Peter Principle

Perverted Peter Principle: cold progression

In the twenty odd years I have helped organizations to improve their level of professionalism I have discovered a phenomenon that I named ‘Perverted Peter Principle’. Its mine. It has my copyright on it. Patent pending… Where was I?

Peter Principle

I guess you know the classical Peter principle (see here). It is a theory named after Laurence J. Peter. According to that theory managers select people for a promotion based on the performance in their current position rather than the future role. This leads to the effect that employees get promoted at least once more after having reached their limit of competence. Scott Adams gave this observation an even darker twist when he had Dogbert say:

Leadership is nature’s way of removing morons from the productive flow.

By the way: you might remember that I compared leaders to martial arts masters. Here is a difference: in martial arts there is always an exam with a defined set of requirements before reaching a certain grade.

The Peter Principle in itself is a challenge to handle. But it occurs mostly together with promotions. And that makes it fairly easy to discover – if you keep your eyes open.

Enter the Perverted Peter principle. This bastard usually strikes without the person in question changing anything. What’s happening?

Perverted Peter Principle

Imagine a person working well within her limits of competence. Now the company grows and with it increases its level of professionalism. Usually management will define more focussed roles. It makes people responsible for a smaller part of the value chain. In exchange it requires higher performance and higher quality. Hence you could say management is changing the job descriptions quietly.

This increase in standards may exceed our hero’s competence. In that case suffering ensues: Our hero deemed herself a jack of all trades. And now the company only values parts of her skills (and interests). That in itself might leave her bored and disappointed. To make matters worse she begins to feel she is getting less successful because she has difficulties to cope with the increased requirements. Often both effects happen unconsciously. As a result our hero feels bad. And the company starts suffering too: a formerly good employee is becoming a problem.

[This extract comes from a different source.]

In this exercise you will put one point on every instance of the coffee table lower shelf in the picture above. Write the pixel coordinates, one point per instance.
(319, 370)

Life is sometimes brutal like that: could progression of her job description hit our hero hard.

Cold progression: What to do?

As a manager how can I deal with the Perverted Peter Principle?

1. Watch out!

Watch out for Perverted Peter hitting your employees. Check the emotional level of your direct reports regularly. Flaring cynicism, sarcasm, bad temper: sure signs that something is not right. It may not always be Peter. But it is always a call for action!

2. Do a risk assessment

You as a manager are usually the driving force behind increased standards. So make a risk list. Who will have to push his game most to get through?

3. Make her realize the situation

As mentioned earlier the employee in question is often not clear about what is happening to her or why. The first step is to make her realize what is going on. Of cause that means you have to realize it first…

Oh, are you sure you made the new rules clear enough? Communicate your vision for the future again. And again. And then again.

To overcome the Perverted Peter Principle requires change management on a personal level – arguably the most difficult challenge in leadership. It is not uncommon that personal change – like grief – starts with a phase of denial (see Richard K. Streich’s 7 stages) . The person in question will find good reasons why change is not required. So be prepared as a manager that creating insight might be more difficult than you think.

4. Create hope, destroy hope

You should give your engineer the hope that you together will find a way to make her successful in the changed situation (a ‘coalition’ in Kotter’s words). You should destroy hope, that she will wake up one day and things will be “back to normal again”. Make it clear that there is a change project starting for her and that there is no alternative to dealing with the change.

5. Go the soft way or the hard way

If you see a momentum in your engineer to tackle the challenge: be a good coach! If you still don’t see it: created a crisis (or a “sense of urgency” as Kotter would put it).

But, isn’t this brutal?

Yes it is! The effects of Perverted Peter are quite similar to its original counter part: a person exceeds her personal level of competence. That is never beautiful to watch. To make matters worse the Perverted Peter Principle often hits several employees at the same time.

But can we risk entire companies by not raising the bar?